Unlike many of you who probably did a spectacular job planning how to break the ice after months of not being in school, I had not really been thinking we would really come back. Not because I didn’t want to, but because I just didn’t think we would.
So instead of prepping a pep talk, I got all of the external things ready. The assignments were posted online, my videos were made, my seating charts were done. All the things to do that would take me through the motions were complete.
But I neglected to give myself much of a pep talk about what I would say to my students, you know, to break the ice. I’m not a funny person, so telling a joke didn’t cross my mind.
Now that I think of it, humor is a way to lighten the mood and connect, but I do like to play it a little safe, trying to make a true first impression. I’m probably never going to randomly tell a joke again, so it’s probably not the most authentic way for me to start class.
So in true teacher fashion I flip-flopped in mid-preparation. I can guarantee that each of you probably do this all the time: you change what you’re going to do on the fly. What you are going to say, how you’re going to say it, just changes.

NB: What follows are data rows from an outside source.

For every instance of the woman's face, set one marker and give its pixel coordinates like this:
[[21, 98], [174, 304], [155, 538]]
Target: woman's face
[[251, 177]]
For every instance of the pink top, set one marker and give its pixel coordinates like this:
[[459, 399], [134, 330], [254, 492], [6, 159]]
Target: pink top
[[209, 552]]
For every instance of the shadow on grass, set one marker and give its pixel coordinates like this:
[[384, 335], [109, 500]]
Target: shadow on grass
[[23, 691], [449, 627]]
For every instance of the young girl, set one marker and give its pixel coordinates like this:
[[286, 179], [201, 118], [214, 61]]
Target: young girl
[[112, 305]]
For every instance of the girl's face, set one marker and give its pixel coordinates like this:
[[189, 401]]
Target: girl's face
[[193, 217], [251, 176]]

This is why teaching is truly an art.
Teaching is creative work and that’s when this idea popped into my head: constraints = creativity. And I knew that this was the way I could reach my students. First, I got to teach them or review a vocabulary word “constraints” in the first moments of class…a very English-y thing to get to do (finding ways to do those things makes me smile).
And I modeled a skill that I will try to impart on them for the rest of our time together: reframing situations to see them for more than what they seem to be at first glance.
If I am being honest, teaching and school has always had constraints, but this year I’m choosing to figure out creative ways to move beyond them and flourish in the process.
Now in the same breath that I say that, I spent way too much time this week micromanaging plans, putting completion checks on assignments which resulted in 45 minutes at the tech department and all of my students at home emailing me frantically thinking they were alone doing something wrong and that I was going to mark all of them absent from school.
So this constraint = creativity will also mean constraints may equal frustrations, dead ends, do overs, and throw outs. But if I keep coming back to my intention of creativity, I know my students will trust that I have their best interest at heart.
If I’m honest that creativity means that we’re going to try things that won’t work, but that we’ll see those things as information. The entire year can be seen as a learning opportunity, not just the content part. For me and the students.
So this year, after I erase the loopy welcome message from the board, I’m going to keep the constraints = creativity there. It will remind me that this is going to be a year of creative thinking. Creatively thinking about how to connect (with my students), how to care (for myself and for others), how to create (lessons that are effective, but sustainable) among the constraints that are before me.
As you’re teaching during Covid-19, I wish you a year of creative thinking among our constraints.